Understanding model predictions
In contrast to model interpretation methods that involve visualizing intermediate network features or learned representations of data, other approaches to model interpretation try to attribute the model output to different parts of the input image. In general, they produce heatmaps that describe the importance of different parts of an image to the model decision on a pixel-by-pixel basis. Most attribution-based interpretation models function as post-hoc explanations – they are only meaningful when applied to a fully trained model, thus, they should be implemented after training has been completed. The available approaches generally fall into three groups: perturbation-based approaches (Section 3.1), backpropagation- or gradient-based approaches (Section 3.2), and decomposition-based approaches (Section 3.3). In addition to post-hoc attribution, so-called attention maps can be produced by trainable attention modules, which can be added to typical CNN architectures (Jetley ). This approach to model interpretation is covered in Section 3.4.

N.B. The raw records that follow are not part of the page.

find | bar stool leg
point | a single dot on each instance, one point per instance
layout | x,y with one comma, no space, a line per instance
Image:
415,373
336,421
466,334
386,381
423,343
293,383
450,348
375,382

Perturbation-based methods
Perturbation-based approaches to model interpretation involve altering different parts of an image and seeing how those perturbations change the output of the model. The commonality of the approaches in this section is the underlying idea that when important parts of an image are perturbed, the output of the model is strongly affected, and when unimportant parts of an image are perturbed, the output of the model is unaffected. These approaches can be thought of as a type of sensitivity analysis to test the effect of small changes in model input on model output.
Occlusion
Occlusion as a means of performing model interpretation was first introduced in (Zeiler and Fergus, 2014). This technique consists of systematically occluding parts of an image and monitoring how strongly the perturbation influences model output. Image parts that, when occluded, strongly affect the output of the model are assigned high importance, while image parts that have little effect on model output when occluded are of low importance. Kermany et al. employed occlusion as a way to perform model interpretation for the diagnosis of retinal pathologies in optical coherence tomography images (Kermany ). Several occlusion-produced heatmaps from this application are shown in Figure 5A.
Figure 5:
Example uses of perturbation-based attribution methods for model interpretability. In (A), (Kermany et al., 2018) employed occlusion in order to visualize CNN-based diagnosis of retinal pathologies in optical coherence tomography images. (B) compares several approaches to interpretation for identifying congestive heart failure on chest x-ray (Seah et al., 2018). In (C), (Sayres et al., 2019) uses integrated gradients to visualize evidence of diabetic retinopathy on retinal fundus images.
One drawback of occlusion is that it amounts to performing inference on many slightly perturbed versions of the image, which requires computation. This drawback is especially pertinent if a high resolution heatmap is desired, as inference must be performed on as many perturbed images as there are occluded patches in the desired heatmap.
Local interpretable model-agnostic explanations (LIME)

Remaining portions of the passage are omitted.